SAFETY EVALUATION FOR THE REQUEST FOR 10 CFR 20.2002 ALTERNATE DISPOSAL APPROVAL AND EXEMPTIONS FROM 10 CFR PART 30 FOR DISPOSAL OF VERMONT YANKEE POWER STATION WASTE AT THE U.S. ECOLOGY IDAHO FACILITY DOCKET NO. 50-271

Background

On January 14, 2016, Entergy Nuclear Operators, Inc (ENO) submitted a request for NRC approval of alternate disposal of waste from the Vermont Yankee Power Station (VY) at the U.S.

Ecology Idaho (USEI) facility in accordance with 10 CFR 20.2002 (ADAMS Accession No. ML16029A071). The USEI facility is a Resource Conservation and Recovery Act (RCRA)

Subtitle C hazardous waste disposal facility permitted by the State of Idaho. The USEI facility is not an NRC-licensed disposal facility. On June 28, 2016, ENO submitted responses to NRC staffs request for additional information (RAI) on the request (ML16182A035). On August 11, 2016, ENO provided additional information to the NRC (ML16231A028).

The waste included in this 10 CFR 20.2002 request consists of approximately 200,000 gallons (757,000 L) of water associated with the decommissioning of VY and contains low concentrations of fission and activation products resulting from VY operations. The waste will be transported from VY to USEI in tanker trucks, and the water will be solidified with clay at USEI prior to disposal.

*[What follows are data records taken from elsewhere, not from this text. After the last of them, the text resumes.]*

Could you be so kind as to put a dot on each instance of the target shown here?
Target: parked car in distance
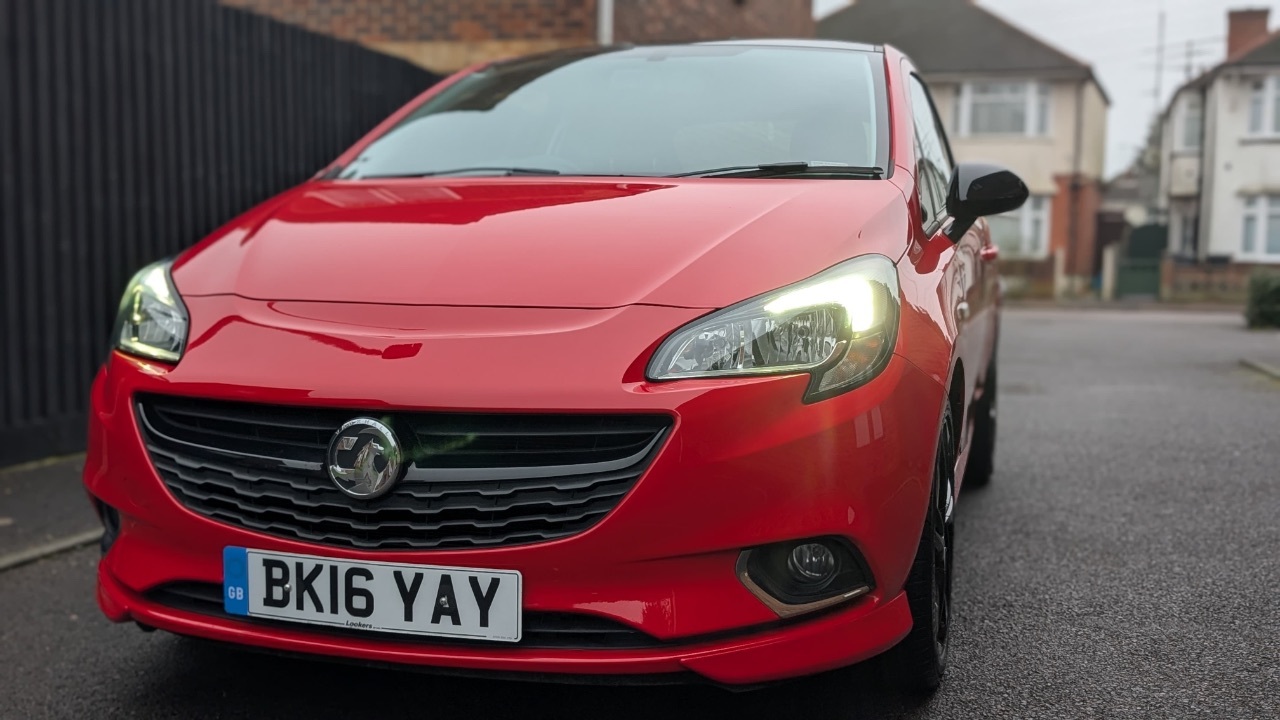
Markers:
(653, 363)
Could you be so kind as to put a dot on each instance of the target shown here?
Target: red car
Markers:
(653, 363)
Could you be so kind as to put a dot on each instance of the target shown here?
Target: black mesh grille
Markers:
(476, 481)
(540, 629)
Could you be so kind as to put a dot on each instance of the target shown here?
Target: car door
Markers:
(964, 296)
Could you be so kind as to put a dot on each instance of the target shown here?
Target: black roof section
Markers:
(952, 37)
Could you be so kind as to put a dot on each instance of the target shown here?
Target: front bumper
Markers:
(746, 464)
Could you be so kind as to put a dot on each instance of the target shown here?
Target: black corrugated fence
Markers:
(128, 130)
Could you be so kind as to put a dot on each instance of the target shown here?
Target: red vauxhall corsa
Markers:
(654, 363)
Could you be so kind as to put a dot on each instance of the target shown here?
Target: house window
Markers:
(1004, 108)
(1192, 122)
(1260, 236)
(1024, 232)
(1265, 106)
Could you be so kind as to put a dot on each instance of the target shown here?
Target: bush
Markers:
(1262, 309)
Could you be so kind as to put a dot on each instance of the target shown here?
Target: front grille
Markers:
(476, 479)
(562, 630)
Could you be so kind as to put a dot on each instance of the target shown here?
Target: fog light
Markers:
(812, 563)
(804, 575)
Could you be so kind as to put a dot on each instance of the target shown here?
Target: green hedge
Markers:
(1262, 309)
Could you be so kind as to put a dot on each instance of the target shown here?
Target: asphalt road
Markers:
(1125, 563)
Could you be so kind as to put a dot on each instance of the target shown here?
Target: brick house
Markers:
(1008, 98)
(447, 35)
(1220, 150)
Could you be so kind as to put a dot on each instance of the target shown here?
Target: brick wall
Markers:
(403, 21)
(671, 21)
(1203, 282)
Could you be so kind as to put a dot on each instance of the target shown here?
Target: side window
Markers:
(933, 165)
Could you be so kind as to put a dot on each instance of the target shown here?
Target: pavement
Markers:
(1124, 563)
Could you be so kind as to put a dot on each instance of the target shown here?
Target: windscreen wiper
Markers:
(506, 172)
(782, 169)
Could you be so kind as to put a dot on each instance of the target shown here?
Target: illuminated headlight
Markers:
(839, 326)
(152, 320)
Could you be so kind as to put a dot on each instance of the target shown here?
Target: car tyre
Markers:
(982, 450)
(919, 661)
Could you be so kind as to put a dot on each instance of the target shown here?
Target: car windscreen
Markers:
(645, 112)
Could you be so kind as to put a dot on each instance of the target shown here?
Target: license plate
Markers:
(391, 597)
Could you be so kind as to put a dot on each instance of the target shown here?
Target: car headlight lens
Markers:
(152, 320)
(839, 326)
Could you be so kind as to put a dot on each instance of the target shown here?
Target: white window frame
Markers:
(1261, 115)
(1257, 212)
(1037, 95)
(1037, 208)
(1192, 101)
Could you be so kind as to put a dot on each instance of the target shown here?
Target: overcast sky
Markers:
(1118, 37)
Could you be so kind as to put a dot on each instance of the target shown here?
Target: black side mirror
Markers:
(979, 190)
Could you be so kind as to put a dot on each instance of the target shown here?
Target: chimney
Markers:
(1246, 30)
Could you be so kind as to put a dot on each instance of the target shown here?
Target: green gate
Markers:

To obtain approval for 10 CFR 20.2002 alternate disposals, the NRC requires the licensee to demonstrate that doses will be maintained as low as reasonably achievable (ALARA). The NRC has determined that for 10 CFR 20.2002 alternate disposal approvals this limit requires a licensee to demonstrate that the dose to a member of the public (including all exposure groups) is no more than a few millirem per year per SECY-07-0060, Basis and Justification for Approval Process for 10 CFR 20.2002 Authorizations and Options for Change (ML062050587),

and NUREG-1757.

On January 14, 2016, USEI submitted a request for an exemption from the licensing requirements of 10 CFR 30.3 to allow for the transfer of the waste containing byproduct material to USEI and disposal of the byproduct material at the USEI facility (ML16021A173). Specific exemptions to the licensing requirements of 10 CFR 30.3 are provided for under 10 CFR 30.11.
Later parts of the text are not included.